Here's an interesting point — Musk just announced that X will launch X Money as early as April. The payment feature will include transfers between users, the ability to hold funds in an account, a debit card, and cashback through a partnership with Visa. The platform has obtained licenses in more than 40 U.S. states, so this is a serious move.



Of course, immediately Dogecoin surged on the wave of speculation about cryptocurrency integration. But here’s the catch — Musk didn’t say anything about crypto. X Money is a regular fiat product, more similar to Venmo with social features than a crypto wallet. Yes, Musk previously called DOGE his favorite cryptocurrency, and Tesla even accepted DOGE in 2022, but that has nothing to do with the new payment service. Currently, DOGE is trading at around $0.09, down 0.12% in the last 24 hours, so the initial spike quickly faded.

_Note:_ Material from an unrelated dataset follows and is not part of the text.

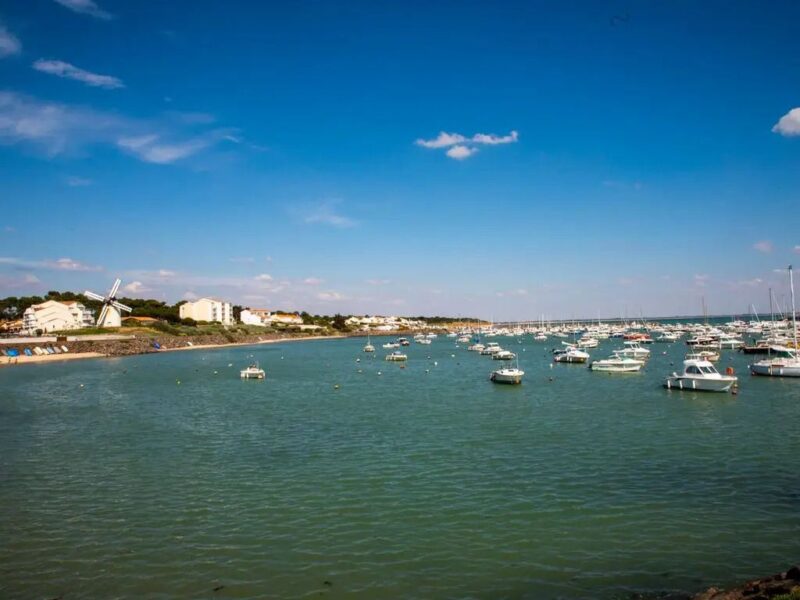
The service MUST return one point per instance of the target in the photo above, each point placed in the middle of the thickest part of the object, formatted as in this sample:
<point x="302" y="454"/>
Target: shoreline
<point x="50" y="358"/>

But there’s something more interesting in this announcement. X Money offers 6% annual interest on account balances. That’s higher than almost all savings accounts in the U.S. and comparable to money market fund yields. The question is, where does this rate come from — does the company subsidize it, is it generated through deposit lending, or supported by another mechanism? This significantly affects how regulators perceive the product.

The timing is interesting — all of this coincides with Congress’s fight to pass the CLARITY Act, which is supposed to establish rules for stablecoin products and yield offerings. The Senate Banking Committee plans to review it in mid-to-late March. The main political question: should non-bank platforms offer consumers returns comparable to bank deposits?

X Money isn’t a stablecoin product, but it targets the same consumer demand — people are looking for higher yields than their banks offer. If Musk launches this at a 6% annual rate before the CLARITY law is passed, it will make for an amusing comparison: a fintech product with fiat money that can offer yields from which crypto products are gradually being exempted by legislation. Regulators will definitely pay attention to this.